The background change It goes beyond the origin of visits. As we have seen, the way in which language models find and show the content does not follow Google rules. And this is where Bell's photo crosses with the reality that we already see in the ecosystem dominated by Google. The company, through its vice president and Head of Search, Liz Reid, defended a few days ago that its new search experience promoted by AI maintains web traffic and that it even increases the “quality” of clicks. However, the experience of creators and Marketers does not always coincide: impressions can be maintained, but organic clicks fall.
This tension creates an interesting contrast: while Google ensures that its “highlights the website” and predictable shows that LLMS can open new paths of discovery, The fact is that in both cases the information access model is moving away from the traditional organic click. In Google, visibility does not guarantee traffic; In the LLMS, the selection depends on factors such as the clarity, structure or authority perceived by the model, not of the Seo Ranking of always.

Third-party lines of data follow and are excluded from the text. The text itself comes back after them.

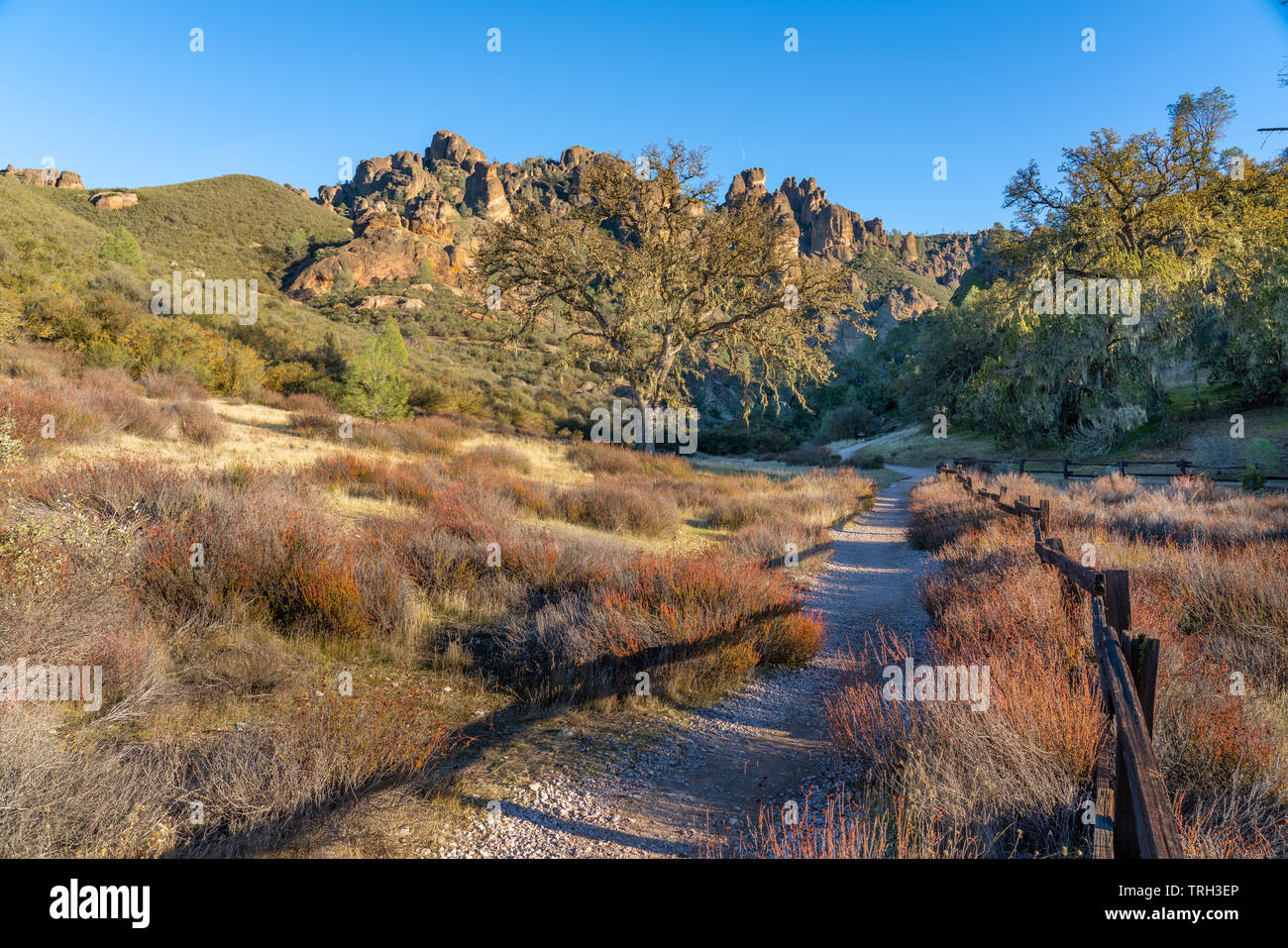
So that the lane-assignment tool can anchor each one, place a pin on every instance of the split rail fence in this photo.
(1133, 813)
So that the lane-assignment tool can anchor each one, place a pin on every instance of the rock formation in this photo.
(430, 198)
(114, 200)
(44, 178)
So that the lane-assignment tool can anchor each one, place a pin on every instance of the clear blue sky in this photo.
(876, 91)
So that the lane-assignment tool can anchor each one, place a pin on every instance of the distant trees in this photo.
(374, 385)
(657, 283)
(1167, 210)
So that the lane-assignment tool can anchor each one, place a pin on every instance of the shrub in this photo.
(120, 247)
(619, 504)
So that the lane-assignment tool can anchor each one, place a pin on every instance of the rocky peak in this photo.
(44, 178)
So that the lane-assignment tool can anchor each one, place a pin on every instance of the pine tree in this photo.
(375, 385)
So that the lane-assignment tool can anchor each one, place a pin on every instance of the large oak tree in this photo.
(658, 282)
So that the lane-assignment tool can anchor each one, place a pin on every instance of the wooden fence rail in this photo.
(1133, 813)
(1073, 469)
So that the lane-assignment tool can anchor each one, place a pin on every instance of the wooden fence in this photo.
(1133, 813)
(1070, 469)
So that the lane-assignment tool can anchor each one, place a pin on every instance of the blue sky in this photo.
(876, 91)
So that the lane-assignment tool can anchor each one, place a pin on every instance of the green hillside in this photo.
(232, 226)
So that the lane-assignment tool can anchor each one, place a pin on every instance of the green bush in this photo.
(120, 247)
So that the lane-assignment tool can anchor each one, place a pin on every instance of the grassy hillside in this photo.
(237, 227)
(364, 559)
(231, 226)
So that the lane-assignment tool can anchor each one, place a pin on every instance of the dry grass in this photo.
(1207, 572)
(320, 554)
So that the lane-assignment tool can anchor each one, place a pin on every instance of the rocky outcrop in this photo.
(44, 176)
(114, 200)
(450, 147)
(484, 194)
(390, 303)
(432, 197)
(380, 254)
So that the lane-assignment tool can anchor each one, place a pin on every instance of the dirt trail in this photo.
(700, 788)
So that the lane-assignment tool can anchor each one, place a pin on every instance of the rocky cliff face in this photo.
(434, 197)
(44, 178)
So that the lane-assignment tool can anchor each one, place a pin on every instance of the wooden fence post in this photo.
(1144, 666)
(1119, 599)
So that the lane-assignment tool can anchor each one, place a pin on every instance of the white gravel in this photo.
(700, 789)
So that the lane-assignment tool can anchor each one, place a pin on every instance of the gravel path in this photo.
(700, 789)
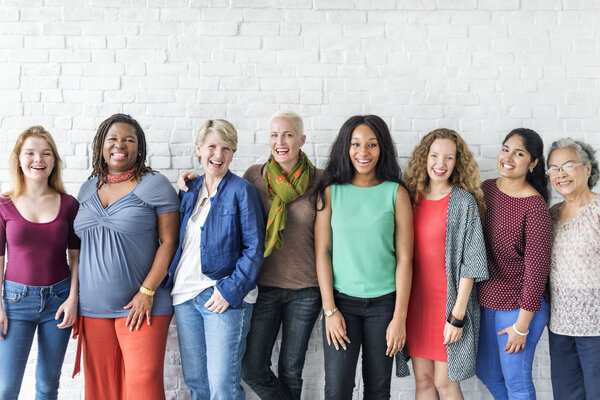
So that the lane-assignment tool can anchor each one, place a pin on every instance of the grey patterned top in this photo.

We are in a transition phase
It is evident that we are still adapting to the new era of the generative search, and as this will be a thousand reports in the coming months. But what the predictable study makes clear is that SEO does not disappear, but is divided. A part will continue to revolve around the positioning of traditional search engines; The other, increasingly relevant, will depend on how the AI models find and decide to show the information.
And, as in each change of previous rules, those who adapt first not only will they maintain their visibility, but can conquer land before the rest of competitors react.